Reputation: 242
I can't get my scraper to return the specific content I'm looking for. If I return $output, I see digg as though it's being hosted on my server, so I know I'm accessing the site properly, I'm just not able to then access elements from the new DOM. What am I doing wrong?
<?php
include('simple_html_dom.php');
function curl_download($url) {
$ch = curl_init(); //creates a new cURL resource handle
curl_setopt($ch, CURLOPT_URL, "http://digg.com"); // Set URL to download
curl_setopt($ch, CURLOPT_RETURNTRANSFER, true); // TRUE to return the transfer as a string of the return value of curl_exec() instead of outputting it out directly.
curl_setopt($ch, CURLOPT_USERAGENT, "MozillaXYZ/1.0"); // Set a referer
curl_setopt($ch, CURLOPT_RETURNTRANSFER, true ); // Should cURL return or print out the data? (true = return, false = print)
curl_setopt($ch, CURLOPT_HEADER, 0); // Include header in result? (0 = yes, 1 = no)
curl_setopt($ch, CURLOPT_TIMEOUT, 10); // Timeout in seconds
$output = curl_exec($ch);
$info = curl_getinfo($ch);
curl_close($ch);
}
$html = new simple_html_dom();
$html->load($output, true, false );
foreach($html->find('div.digg-story__kicker') as $article) {
$article_title = $article->find('.digg-story__kicker')->innertext;
return $article_title;
}
echo $article_title;
?>
Edit: Okay, dumb mistake, I'm calling the function now:
$html = curl_download('http://digg.com')
and if I echo $html I'm seeing the "mirrored site", but when I use str_get_html($html)
which simple_html_dom.php says will //get html dom from string
I keep getting this error message:
Fatal error: Call to a member function str_get_html() on null in /home/andrew73124/public_html/scraper/scraper.php on line 31
Upvotes: 1
Views: 1397
Reputation: 33813
The curl function needed an additional setting - namely CURLOPT_FOLLOWLOCATION
and the function itself needs to return a value in order that it's values can be used.

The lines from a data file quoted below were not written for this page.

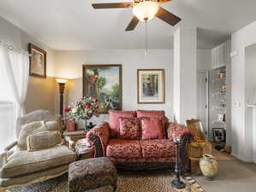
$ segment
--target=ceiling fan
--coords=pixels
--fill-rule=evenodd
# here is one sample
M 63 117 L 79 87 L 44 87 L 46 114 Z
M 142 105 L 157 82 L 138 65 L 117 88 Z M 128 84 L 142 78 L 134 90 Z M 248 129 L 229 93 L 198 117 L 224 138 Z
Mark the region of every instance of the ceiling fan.
M 181 19 L 158 5 L 170 1 L 171 0 L 134 0 L 134 3 L 92 3 L 92 5 L 94 9 L 133 8 L 134 16 L 125 29 L 125 31 L 133 31 L 140 20 L 146 22 L 154 16 L 171 26 L 176 25 Z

In the code below I return an object with both the response and the info which allows you to test for the http_code before attempting to process the response data.
This uses standard DOMDocument but no doubt using simple_dom will be easy to do.

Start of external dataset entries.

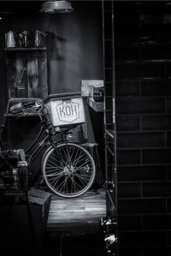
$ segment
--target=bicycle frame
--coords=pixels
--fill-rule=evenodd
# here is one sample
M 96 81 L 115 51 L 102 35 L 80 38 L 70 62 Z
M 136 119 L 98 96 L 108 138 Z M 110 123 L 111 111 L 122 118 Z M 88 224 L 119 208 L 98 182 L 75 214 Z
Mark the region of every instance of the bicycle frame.
M 92 185 L 96 166 L 86 149 L 79 144 L 68 141 L 68 131 L 79 124 L 63 128 L 55 127 L 44 103 L 38 103 L 36 107 L 38 108 L 34 108 L 33 110 L 38 114 L 42 125 L 34 141 L 25 151 L 29 185 L 33 182 L 31 177 L 34 171 L 32 164 L 41 151 L 47 146 L 41 163 L 41 175 L 46 185 L 52 192 L 62 197 L 81 195 Z M 27 109 L 24 114 L 29 113 L 29 110 Z M 61 140 L 55 139 L 57 134 L 61 135 Z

function curl_download( $url ) {
$ch = curl_init();
curl_setopt( $ch, CURLOPT_URL, $url );
curl_setopt( $ch, CURLOPT_RETURNTRANSFER, true );
curl_setopt( $ch, CURLOPT_FOLLOWLOCATION, true );/* NEW */
curl_setopt( $ch, CURLOPT_USERAGENT, "MozillaXYZ/1.0" );
curl_setopt( $ch, CURLOPT_HEADER, 0 );
curl_setopt( $ch, CURLOPT_TIMEOUT, 10 );
$output = curl_exec($ch);
$info = curl_getinfo($ch);
curl_close($ch);
return (object)array(
'response' => $output,
'info' => $info
);
}
$output = curl_download( 'http://www.digg.com' );
if( $output->info['http_code']==200 ){
libxml_use_internal_errors( true );
$dom=new DOMDocument;
$dom->preserveWhiteSpace = false;
$dom->validateOnParse = false;
$dom->standalone=true;
$dom->strictErrorChecking=false;
$dom->substituteEntities=true;
$dom->recover=true;
$dom->formatOutput=false;
$dom->loadHTML( $output->response );
libxml_clear_errors();
$xp=new DOMXPath( $dom );
$col=$xp->query('//div[@class="digg-story__kicker"]');
if( !empty( $col ) ){
foreach( $col as $node )echo $node->nodeValue;
}
} else {
echo '<pre>',print_r($output->info,true),'</div>';
}
Updated answer to include error mitigation code offered by libxml
- weidly though the code as it was orginally ran without issue locally before adding the libxml
error handling code....
Without the CURLOPT_FOLLOWLOCATION
set I get:
Array
(
[url] => http://www.digg.com
[content_type] => text/html
[http_code] => 301
[header_size] => 191
[request_size] => 79
[filetime] => -1
[ssl_verify_result] => 0
[redirect_count] => 0
[total_time] => 0.421
[namelookup_time] => 0.031
[connect_time] => 0.234
[pretransfer_time] => 0.234
[size_upload] => 0
[size_download] => 185
[speed_download] => 439
[speed_upload] => 0
[download_content_length] => 185
[upload_content_length] => 0
[starttransfer_time] => 0.421
[redirect_time] => 0
[certinfo] => Array
(
)
)
But with CURLOPT_FOLLOWLOCATION
set as true
I get
WE'VE SEEN BETTER ANIME TRIBUTE VIDEOS...<more>...RESIST THE URGE TO SUBTWEET A BAD APPLE
Upvotes: 1
Reputation: 20469
Your loop is weird, you are looping over the titles, so just access the innertext property:
foreach($html->find('div.digg-story__kicker') as $article) {
echo $article->innertext;
}
Upvotes: 1